Significativo vedere quest'auto coperta della pietre del muro di difeso.



Come dicevo in precedenza, una parte della muratura si è ribaltata verso l'esterno e l'altra è rimasta in piedi, questo accade perché i due paramenti murari non sono vincolati bene, se fossero stati realizzati dei diatoni o delle catene questa parte di muratura non si sarebbe ribaltata perché si sarebbe dovuta portare dietro anche l'altra.




Questa è la porta principale d'entrata di Norcia, è stata significativamente fessurata dalle prime scosse e si è intervenuto tempestivamente come primo intervento creando una struttura a tubi innocenti che possa fermare i movimenti della struttura evitandone il collasso.



Una parte della muratura che si è disgregata perché di scarsa qualità.




In questa foto è evidente come l'elemento di cemento armato (un cordolo probabilmente) sia rimasto perfettamente integro nonostante sia crollato a terra la struttura sottostante.


Affianco alla chiesa di San Antonio Abate una largo tratto murario è collassato, sbriciolandosi su se stesso. 


Interno alla cinta muraria si vedono diverse case i cui cornicioni sono scesi durante il sisma, rendendo di fatto inagibili le case, non si può rischiare che entrando o uscendo di casa cadi sulla testa un pezzo di intonaco dal 3 piano. Si dovrà intervenire da prima transennando le parti a rischio, dopodiché o consolidare il cornicione o realizzarlo nuovo.



La strada che si è aperta creando di fatto una voragine.



L'arrivo del presidente della Repubblica Sergio Mattarella in visita a Norcia.






Le 3 foto sottostanti rappresentano uno dei problemi più comuni nei crolli delle strutture in muratura quando sottoposte ad un'azione sismica: un elemento in cemento armato. Questo è un caso lieve ma mi ha fatto ricordare una discussione che ho avuto con un architetto diverso tempo fa proprio sui cordoli in cemento armato posti in sommità, lui con anni lavorativi maggiori dei miei, sosteneva che una volta ripreso il muro, nella parte di sommità dove poi sarebbe stato realizzato l'appoggio dei travetti del tetto, avrebbe fatto questo alto almeno 20 cm e armato con ferri e staffe. Io qualche dubio glielo posto, ben sapendo che non funziona, perché si va a mettere un irrigidimento e un peso, là dove non occorrono. Gli ho consigliato di fare un intervento più leggero, di fare un cordolo per livellare il piano di appoggio dei travetti di qualche centimetro con 2 ferri di armatura giusto per dargli un pò più di forza ed evitare che si fessuri, oppure di inserire un dormiente in legno. Alla fine non mi ricordo cosa fece. Ma a vedere questo collasso si evince che anche un cordolo in cemento leggero può realizzare un meccanismo rigido e un peso che porta al collasso la struttura.
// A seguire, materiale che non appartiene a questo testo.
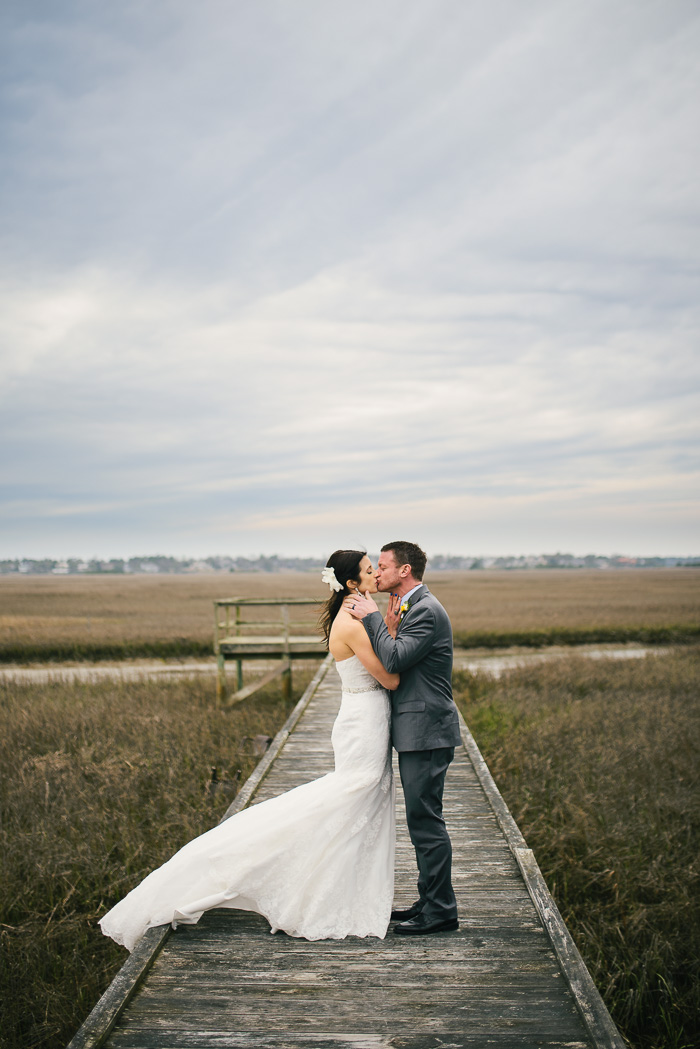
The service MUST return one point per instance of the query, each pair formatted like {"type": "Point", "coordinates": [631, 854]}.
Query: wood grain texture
{"type": "Point", "coordinates": [497, 982]}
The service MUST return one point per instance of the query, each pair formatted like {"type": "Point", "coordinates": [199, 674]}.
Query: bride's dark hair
{"type": "Point", "coordinates": [345, 563]}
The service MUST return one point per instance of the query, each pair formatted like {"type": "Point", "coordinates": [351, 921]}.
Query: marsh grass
{"type": "Point", "coordinates": [101, 784]}
{"type": "Point", "coordinates": [598, 764]}
{"type": "Point", "coordinates": [125, 617]}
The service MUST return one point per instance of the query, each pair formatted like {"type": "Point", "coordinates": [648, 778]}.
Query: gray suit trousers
{"type": "Point", "coordinates": [423, 782]}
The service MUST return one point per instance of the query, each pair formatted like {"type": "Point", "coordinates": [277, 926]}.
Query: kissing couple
{"type": "Point", "coordinates": [318, 860]}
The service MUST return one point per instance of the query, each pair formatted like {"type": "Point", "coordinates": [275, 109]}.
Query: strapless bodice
{"type": "Point", "coordinates": [355, 678]}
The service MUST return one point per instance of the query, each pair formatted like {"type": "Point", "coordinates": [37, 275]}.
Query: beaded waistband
{"type": "Point", "coordinates": [367, 688]}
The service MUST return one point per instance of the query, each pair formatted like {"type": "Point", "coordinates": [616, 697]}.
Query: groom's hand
{"type": "Point", "coordinates": [393, 616]}
{"type": "Point", "coordinates": [359, 606]}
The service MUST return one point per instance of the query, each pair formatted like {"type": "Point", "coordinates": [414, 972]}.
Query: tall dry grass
{"type": "Point", "coordinates": [101, 783]}
{"type": "Point", "coordinates": [598, 764]}
{"type": "Point", "coordinates": [50, 617]}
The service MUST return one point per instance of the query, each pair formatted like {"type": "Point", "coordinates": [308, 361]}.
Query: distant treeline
{"type": "Point", "coordinates": [157, 563]}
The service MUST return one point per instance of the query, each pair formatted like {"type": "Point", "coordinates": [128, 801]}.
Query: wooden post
{"type": "Point", "coordinates": [220, 679]}
{"type": "Point", "coordinates": [287, 676]}
{"type": "Point", "coordinates": [239, 662]}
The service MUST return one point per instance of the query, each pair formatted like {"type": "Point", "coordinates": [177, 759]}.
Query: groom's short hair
{"type": "Point", "coordinates": [407, 553]}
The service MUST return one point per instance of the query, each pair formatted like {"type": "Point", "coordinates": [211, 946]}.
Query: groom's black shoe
{"type": "Point", "coordinates": [420, 925]}
{"type": "Point", "coordinates": [410, 912]}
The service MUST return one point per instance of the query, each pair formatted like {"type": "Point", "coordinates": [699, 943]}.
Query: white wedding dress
{"type": "Point", "coordinates": [317, 861]}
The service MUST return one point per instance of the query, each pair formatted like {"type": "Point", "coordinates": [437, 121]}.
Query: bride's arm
{"type": "Point", "coordinates": [355, 636]}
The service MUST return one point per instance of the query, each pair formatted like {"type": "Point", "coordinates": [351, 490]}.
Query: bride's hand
{"type": "Point", "coordinates": [393, 614]}
{"type": "Point", "coordinates": [359, 605]}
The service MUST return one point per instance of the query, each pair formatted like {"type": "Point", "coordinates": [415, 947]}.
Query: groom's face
{"type": "Point", "coordinates": [388, 573]}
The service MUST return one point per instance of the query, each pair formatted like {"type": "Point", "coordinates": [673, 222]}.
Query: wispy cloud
{"type": "Point", "coordinates": [266, 272]}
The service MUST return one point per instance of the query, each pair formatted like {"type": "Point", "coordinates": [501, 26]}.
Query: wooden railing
{"type": "Point", "coordinates": [232, 641]}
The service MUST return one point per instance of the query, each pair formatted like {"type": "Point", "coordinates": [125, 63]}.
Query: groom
{"type": "Point", "coordinates": [416, 641]}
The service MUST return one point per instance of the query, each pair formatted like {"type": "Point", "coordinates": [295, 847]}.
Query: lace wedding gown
{"type": "Point", "coordinates": [317, 861]}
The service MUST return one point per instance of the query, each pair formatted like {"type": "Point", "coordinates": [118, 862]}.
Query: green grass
{"type": "Point", "coordinates": [676, 634]}
{"type": "Point", "coordinates": [101, 784]}
{"type": "Point", "coordinates": [43, 651]}
{"type": "Point", "coordinates": [597, 762]}
{"type": "Point", "coordinates": [90, 651]}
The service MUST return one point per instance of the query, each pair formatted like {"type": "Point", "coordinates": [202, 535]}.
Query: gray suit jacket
{"type": "Point", "coordinates": [423, 711]}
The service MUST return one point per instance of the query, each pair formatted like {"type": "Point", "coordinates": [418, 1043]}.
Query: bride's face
{"type": "Point", "coordinates": [366, 580]}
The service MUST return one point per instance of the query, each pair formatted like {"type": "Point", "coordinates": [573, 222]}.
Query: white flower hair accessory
{"type": "Point", "coordinates": [329, 576]}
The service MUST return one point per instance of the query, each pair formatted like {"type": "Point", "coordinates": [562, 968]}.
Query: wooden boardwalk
{"type": "Point", "coordinates": [510, 978]}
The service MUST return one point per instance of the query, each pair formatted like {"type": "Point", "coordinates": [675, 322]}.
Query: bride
{"type": "Point", "coordinates": [318, 860]}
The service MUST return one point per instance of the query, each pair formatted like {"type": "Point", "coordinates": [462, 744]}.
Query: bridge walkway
{"type": "Point", "coordinates": [510, 978]}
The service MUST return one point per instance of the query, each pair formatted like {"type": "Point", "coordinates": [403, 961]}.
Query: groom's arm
{"type": "Point", "coordinates": [411, 644]}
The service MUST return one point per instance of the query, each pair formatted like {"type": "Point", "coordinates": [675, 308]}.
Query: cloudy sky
{"type": "Point", "coordinates": [279, 276]}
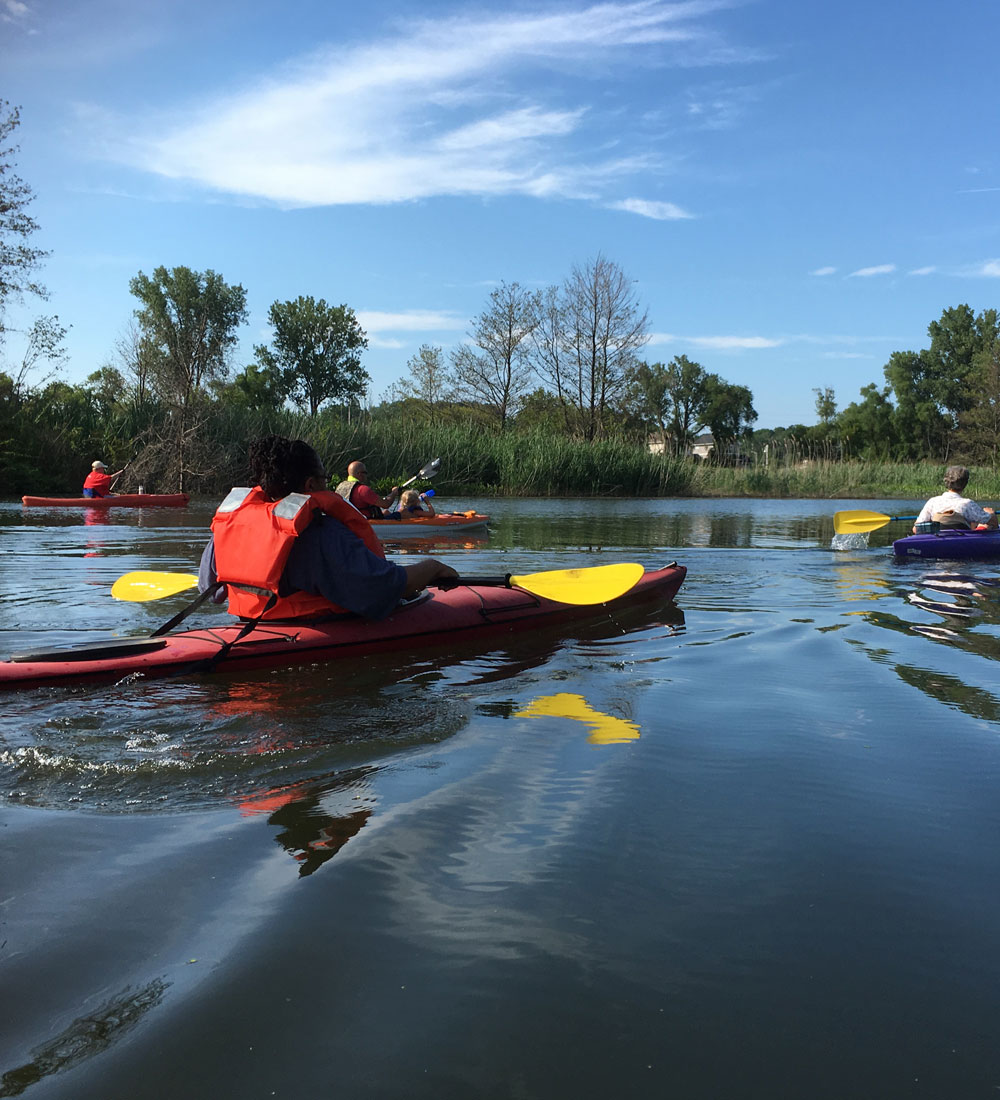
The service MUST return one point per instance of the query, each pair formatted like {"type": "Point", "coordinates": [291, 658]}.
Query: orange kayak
{"type": "Point", "coordinates": [122, 501]}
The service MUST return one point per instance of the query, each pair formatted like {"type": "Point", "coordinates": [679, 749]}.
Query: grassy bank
{"type": "Point", "coordinates": [540, 465]}
{"type": "Point", "coordinates": [473, 462]}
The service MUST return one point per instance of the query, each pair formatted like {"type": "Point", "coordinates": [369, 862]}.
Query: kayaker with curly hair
{"type": "Point", "coordinates": [953, 509]}
{"type": "Point", "coordinates": [290, 548]}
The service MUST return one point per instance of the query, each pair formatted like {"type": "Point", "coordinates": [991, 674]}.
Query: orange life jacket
{"type": "Point", "coordinates": [254, 537]}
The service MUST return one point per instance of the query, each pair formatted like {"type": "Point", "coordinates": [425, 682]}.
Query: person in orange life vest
{"type": "Point", "coordinates": [98, 482]}
{"type": "Point", "coordinates": [332, 562]}
{"type": "Point", "coordinates": [358, 492]}
{"type": "Point", "coordinates": [414, 504]}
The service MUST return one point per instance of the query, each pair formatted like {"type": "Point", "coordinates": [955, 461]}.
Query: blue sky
{"type": "Point", "coordinates": [798, 188]}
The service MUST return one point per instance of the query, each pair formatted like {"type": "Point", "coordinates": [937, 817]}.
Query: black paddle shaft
{"type": "Point", "coordinates": [484, 582]}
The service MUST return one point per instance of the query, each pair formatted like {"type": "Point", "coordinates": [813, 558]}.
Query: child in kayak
{"type": "Point", "coordinates": [415, 504]}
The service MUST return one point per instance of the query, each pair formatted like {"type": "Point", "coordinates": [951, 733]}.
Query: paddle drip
{"type": "Point", "coordinates": [854, 541]}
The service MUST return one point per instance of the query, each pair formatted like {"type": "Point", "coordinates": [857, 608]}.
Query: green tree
{"type": "Point", "coordinates": [188, 320]}
{"type": "Point", "coordinates": [979, 427]}
{"type": "Point", "coordinates": [826, 405]}
{"type": "Point", "coordinates": [191, 319]}
{"type": "Point", "coordinates": [494, 369]}
{"type": "Point", "coordinates": [255, 387]}
{"type": "Point", "coordinates": [688, 392]}
{"type": "Point", "coordinates": [316, 353]}
{"type": "Point", "coordinates": [647, 397]}
{"type": "Point", "coordinates": [923, 425]}
{"type": "Point", "coordinates": [869, 427]}
{"type": "Point", "coordinates": [728, 413]}
{"type": "Point", "coordinates": [935, 386]}
{"type": "Point", "coordinates": [428, 384]}
{"type": "Point", "coordinates": [603, 328]}
{"type": "Point", "coordinates": [19, 260]}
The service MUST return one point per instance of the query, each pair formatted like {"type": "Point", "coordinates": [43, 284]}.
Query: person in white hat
{"type": "Point", "coordinates": [99, 481]}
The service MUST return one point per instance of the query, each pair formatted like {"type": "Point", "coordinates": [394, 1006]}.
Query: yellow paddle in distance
{"type": "Point", "coordinates": [144, 585]}
{"type": "Point", "coordinates": [858, 523]}
{"type": "Point", "coordinates": [593, 585]}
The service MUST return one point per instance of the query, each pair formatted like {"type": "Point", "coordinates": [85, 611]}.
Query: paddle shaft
{"type": "Point", "coordinates": [426, 471]}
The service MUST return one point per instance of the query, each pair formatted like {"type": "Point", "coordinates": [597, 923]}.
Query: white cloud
{"type": "Point", "coordinates": [868, 272]}
{"type": "Point", "coordinates": [716, 343]}
{"type": "Point", "coordinates": [649, 208]}
{"type": "Point", "coordinates": [733, 343]}
{"type": "Point", "coordinates": [413, 320]}
{"type": "Point", "coordinates": [455, 106]}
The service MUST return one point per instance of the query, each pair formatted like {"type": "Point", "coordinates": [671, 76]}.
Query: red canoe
{"type": "Point", "coordinates": [463, 615]}
{"type": "Point", "coordinates": [122, 501]}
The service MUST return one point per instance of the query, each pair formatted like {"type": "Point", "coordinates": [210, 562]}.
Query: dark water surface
{"type": "Point", "coordinates": [743, 846]}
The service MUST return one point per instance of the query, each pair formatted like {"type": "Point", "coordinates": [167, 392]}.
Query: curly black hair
{"type": "Point", "coordinates": [282, 465]}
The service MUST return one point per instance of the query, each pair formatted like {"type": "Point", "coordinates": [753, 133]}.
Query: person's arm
{"type": "Point", "coordinates": [207, 576]}
{"type": "Point", "coordinates": [923, 515]}
{"type": "Point", "coordinates": [421, 573]}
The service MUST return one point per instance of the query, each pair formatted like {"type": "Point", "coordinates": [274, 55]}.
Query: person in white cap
{"type": "Point", "coordinates": [99, 481]}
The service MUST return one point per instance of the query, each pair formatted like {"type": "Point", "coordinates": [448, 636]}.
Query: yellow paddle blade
{"type": "Point", "coordinates": [594, 585]}
{"type": "Point", "coordinates": [143, 585]}
{"type": "Point", "coordinates": [857, 523]}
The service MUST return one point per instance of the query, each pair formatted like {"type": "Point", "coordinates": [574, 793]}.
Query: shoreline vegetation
{"type": "Point", "coordinates": [513, 464]}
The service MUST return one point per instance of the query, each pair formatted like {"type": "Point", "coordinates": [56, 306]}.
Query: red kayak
{"type": "Point", "coordinates": [122, 501]}
{"type": "Point", "coordinates": [442, 523]}
{"type": "Point", "coordinates": [463, 614]}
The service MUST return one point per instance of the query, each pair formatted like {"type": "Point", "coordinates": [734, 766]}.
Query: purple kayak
{"type": "Point", "coordinates": [951, 542]}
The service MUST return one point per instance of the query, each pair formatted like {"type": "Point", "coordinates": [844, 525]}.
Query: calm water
{"type": "Point", "coordinates": [739, 846]}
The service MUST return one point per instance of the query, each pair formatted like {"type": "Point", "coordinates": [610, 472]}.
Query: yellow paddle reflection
{"type": "Point", "coordinates": [605, 728]}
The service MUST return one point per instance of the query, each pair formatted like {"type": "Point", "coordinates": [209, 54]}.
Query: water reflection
{"type": "Point", "coordinates": [317, 820]}
{"type": "Point", "coordinates": [85, 1037]}
{"type": "Point", "coordinates": [604, 728]}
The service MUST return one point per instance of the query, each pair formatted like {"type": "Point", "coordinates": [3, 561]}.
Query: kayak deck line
{"type": "Point", "coordinates": [463, 614]}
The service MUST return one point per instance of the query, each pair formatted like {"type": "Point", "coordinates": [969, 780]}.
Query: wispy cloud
{"type": "Point", "coordinates": [13, 11]}
{"type": "Point", "coordinates": [869, 272]}
{"type": "Point", "coordinates": [716, 343]}
{"type": "Point", "coordinates": [735, 343]}
{"type": "Point", "coordinates": [485, 106]}
{"type": "Point", "coordinates": [649, 208]}
{"type": "Point", "coordinates": [411, 320]}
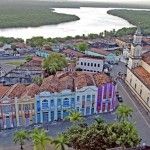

Sempre mura sbriciolate su lo stesse. Ma qua mi ha fatto impazzire questo pezzo delle vecchie mura rimasto in piadi: evidentemente questo punto è stato realizzato meglio e non è crollato!






Non si vede bene, ma è il discorso di cui sopra: un solaio in cemento armato realizzato sulla muratura è completamente sceso a terra ancora intatto perfettamente. E' la prima grande causa di crollo dovuta al sisma.







Grazie alla reflex ho potuto salvare questo ultimo scatto. In questa torre di margine è stata realizzata una cerchiatura particolare come miglioramento antisismico (mi auguro non come adeguamento perché il tetto è sempre crollato!). Sono state inserire due putrelle al lato della torre e due catene metalliche come tiranti, tuttavia la putrella più alta si è svincolata ed è scesa, ma erano presenti le catene realizzate in fase di costruzione che hanno perfettamente tenuto evitando che il collasso della parte più bassa.